– This posts not about music. I’m on a mini-tour with my band Acres and this is about the art gallery we visited after playing in Leeds. –
Yesterday we went to the Hockney Gallery in Salts Mill, Saltaire; an old mill converted in the late 80’s into an art gallery/boutique shopping mall. It looks disconcertingly like a block of offices and the ground floor room is more of an eerily spacious shop, with original Hockney’s lining the wall. But the oddness of the building doesn’t detract from the impact of the third floor gallery. A breathtaking view out the window; Yorkshire hills in late winter sunlight, interrupted by Hockney portraits, colourful and wonky in a pleasingly familiar way. The work is playful, bright and beautiful and includes a piece called Bessingby road – 3 pictures of the same stretch of road in Hockney’s current home town Bridlington in 3 contrasting seasons. Trees and bins stand out against the snow/green/grey. The final part of the exhibition is a room featuring projections of Hockney’s iphone drawings.

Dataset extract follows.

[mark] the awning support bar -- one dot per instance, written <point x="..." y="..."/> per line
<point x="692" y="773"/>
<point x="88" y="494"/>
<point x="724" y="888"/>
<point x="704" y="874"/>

That morning I’d been reading Although of course you end up becoming yourself, a book long interview with David Foster Wallace by David Lipsky, conducted during his Infinite Jest publicity tour. There’s an interesting passage where Wallace talks about the need for experimental fiction that is fun to read, but that also “captures and talks about the way the world feels on our nerve endings, in a way that conventional realistic stuff can’t.” I think this is a good description of what Hockney does (although Hockney at this point I guess maybe isn’t considered avante-garde in the sense Wallace is talking about, but never mind that). Capturing a very powerful version of the world, of what we see, using non or maybe semi-realistic styles.
Hockney and Wallace resonated for me yesterday because Hockney is a gift to the viewer, he is really and truly having a conversation with us when we look at his work, just as Wallace is when we read his words. Hockney’s paintings are a pleasure to look at, easy but also innovative and endlessly (for me) interesting. His iphone drawings are fascinating. They are projected rather than printed because, as he points out in an interview “this is a medium of pure light, not ink or pigment.” Wallace talks about the influence of technology on our literary needs, the affect of flash cuts and constant streams of information. Hockney controls technology, utilizing the constant presence of his mobile phone, the near infinity that it offers him in the form of the full colour wheel, to create work entirely in keeping with his own oeuvre but excitingly new.
One painting is particularly effective for me. A landscape of some trees, black and white and grey with areas of clarity, silhouette branches against white sky, moving into areas of clumsy brushstrokes. Nature is both neat and wild in turn. Next to this is a brightly coloured picture of fields and road, pink and green with wildly veering tyre tracks that are at once strange looking and yet clearlytruthfully placed (truthful to vision, if not to perspective). Both pictures powerfully capture my understanding of nature, of what the countryside looks like to me but also what it looks like to Hockney, which is different to me. Our two perspectives have the space to interact within these two paintings.